Considerando o salário mínimo em vigor, um trabalhador rural vai ter que contribuir com 5% desse valor para o INSS, que hoje fica em torno de R$ 47 reais por mês. Para quem depende da produção para obter lucro, essa exigência se torna irreal.

A reforma proposta pelo governo altera regras para idade mínima para aposentadoria.

“As relações do campo não são iguais às relações da área urbana. A gente tá sob efeitos de situações da natureza que ora chove e as famílias têm condições de produzir e obter seu lucro, e ora, como é agora, nós estamos no sexto ano de seca, e aí o governo propõe uma reforma que não observa essa realidade. Além disso, os trabalhadores começam a trabalhar muito mais cedo do que as pessoas que trabalham no setor urbano”, contextualiza Cláudia.

Legalizando a exploração da mão de obra - No caso da reforma trabalhista, ela vai agravar a situação degradante que muitos trabalhadores e trabalhadoras rurais que atuam na informalidade já estão sujeitos. Muitos agricultores e agricultoras que não trabalham na sua própria terra, acabam trabalhando como diaristas em fazendas, sem carteira assinada, e, consequentemente, sem nenhuma proteção trabalhista. Nesses casos, as relações são negociadas diretamente entre o patrão e trabalhador, como prevê o projeto da reforma trabalhista.

“A lei está dizendo que o trabalhador tem a liberdade de negociar com o patrão, mas a gente sabe que a relação não é assim. O patrão não está de igual para igual com o trabalhador. Isso tudo mudando é o negociado sobre o legislado. Então fragiliza o trabalhador e também o sindicato que é o instrumento de luta do trabalhador”, destaca Cláudia.

Alexandre da Maia ressalta que, durante a discussão da reforma trabalhista na comissão especial, foram apresentadas 850 emendas por 82 parlamentares, a maioria ligados a partidos aliados do governo, segundo apuração do site Intercept Brasil. O professor enfatizou que dessas propostas de “aperfeiçoamento”, 292 foram integralmente redigidas em computadores de representantes da Confederação Nacional dos Transportes, da Confederação Nacional das Instituições Financeiras, da Indústria e da Associação Nacional do Transporte de Cargas e Logística.

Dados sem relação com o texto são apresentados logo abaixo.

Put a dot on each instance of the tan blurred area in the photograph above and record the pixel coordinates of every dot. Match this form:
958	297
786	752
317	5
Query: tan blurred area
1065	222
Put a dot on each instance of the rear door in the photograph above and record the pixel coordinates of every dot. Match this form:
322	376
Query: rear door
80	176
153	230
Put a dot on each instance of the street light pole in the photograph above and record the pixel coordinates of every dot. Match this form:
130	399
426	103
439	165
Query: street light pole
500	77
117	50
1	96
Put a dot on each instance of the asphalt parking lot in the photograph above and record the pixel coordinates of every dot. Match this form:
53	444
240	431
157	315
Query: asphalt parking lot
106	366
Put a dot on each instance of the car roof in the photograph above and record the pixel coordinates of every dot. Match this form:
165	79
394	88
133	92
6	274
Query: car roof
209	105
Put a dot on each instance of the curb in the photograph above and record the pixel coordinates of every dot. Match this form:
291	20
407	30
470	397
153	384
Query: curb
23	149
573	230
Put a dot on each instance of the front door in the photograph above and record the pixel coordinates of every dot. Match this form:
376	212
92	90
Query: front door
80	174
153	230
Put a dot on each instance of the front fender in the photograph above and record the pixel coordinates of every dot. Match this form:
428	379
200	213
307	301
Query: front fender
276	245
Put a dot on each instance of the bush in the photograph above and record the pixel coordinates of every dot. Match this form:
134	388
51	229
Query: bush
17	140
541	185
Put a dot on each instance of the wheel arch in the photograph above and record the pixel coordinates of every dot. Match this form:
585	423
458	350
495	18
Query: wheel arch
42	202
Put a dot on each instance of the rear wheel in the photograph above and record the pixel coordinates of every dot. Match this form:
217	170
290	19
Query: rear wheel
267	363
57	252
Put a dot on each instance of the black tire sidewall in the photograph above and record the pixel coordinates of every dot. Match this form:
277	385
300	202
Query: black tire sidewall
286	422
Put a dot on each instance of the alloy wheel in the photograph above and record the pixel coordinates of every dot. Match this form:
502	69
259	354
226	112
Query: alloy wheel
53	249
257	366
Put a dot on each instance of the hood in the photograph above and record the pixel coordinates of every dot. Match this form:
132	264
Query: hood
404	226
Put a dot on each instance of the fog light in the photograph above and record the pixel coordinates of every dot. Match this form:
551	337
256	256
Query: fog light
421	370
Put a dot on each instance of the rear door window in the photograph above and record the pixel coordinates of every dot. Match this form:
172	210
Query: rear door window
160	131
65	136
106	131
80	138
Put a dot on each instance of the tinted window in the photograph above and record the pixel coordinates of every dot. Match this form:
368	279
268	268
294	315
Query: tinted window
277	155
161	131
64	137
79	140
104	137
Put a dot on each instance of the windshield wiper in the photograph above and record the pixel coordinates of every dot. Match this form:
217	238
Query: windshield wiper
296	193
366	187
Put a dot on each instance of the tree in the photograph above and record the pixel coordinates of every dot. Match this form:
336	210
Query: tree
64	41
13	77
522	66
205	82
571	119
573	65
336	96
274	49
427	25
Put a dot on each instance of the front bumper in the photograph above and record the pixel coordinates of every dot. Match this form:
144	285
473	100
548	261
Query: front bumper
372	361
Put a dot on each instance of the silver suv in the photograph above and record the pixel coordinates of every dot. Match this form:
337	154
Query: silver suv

“Para mostrar como essas reformas são artificiais, os parlamentares que assinaram essas emendas nem sequer, alguns deles, eram membros dessa Comissão Especial, nem mesmo como suplente. Isso mostra na verdade que o apoio sedimentado dentro da comissão especial não foi estruturado a partir dos próprios membros da comissão especial, mas eles assinaram textos a partir da produção efetuada por entidades privadas focadas na atividade econômico-rentista. Isso mostra, nitidamente, que o pano de fundo dessas reformas na verdade não é a garantia de direitos, muito pelo contrário. É o de garantir o espaço de quem sempre lucrou com a atividade econômica no Brasil em detrimento do povo mais pobre e que vai ficar ainda mais desassistido caso todas essas reformas sejam aprovadas”, desabafa o professor.

Outra ameaça ao trabalhador rural é o PL 6442/2016, uma espécie de braço do projeto da reforma trabalhista, que prevê que a remuneração do trabalhador seja garantida na forma de comida e moradia, em substituição ao salário. A remuneração também poderá ser feita com parte da produção e concessão de terras.

O projeto é de autoria do presidente da bancada ruralista na Câmara, deputado Nilson Leitão (PSDB-MT) que trata especificamente dos direitos dos trabalhadores rurais. O projeto deve começar a ser debatido em uma comissão especial na Câmara.

O texto prevê ainda aumento da jornada de trabalho, o fim do descanso semanal, o fim das férias, uma vez que é permitida a venda integral desse direito, além de trabalho nos finais de semanas sem justificativa. Na prática, é o fim da CLT e o retorno as condições de trabalho escravo.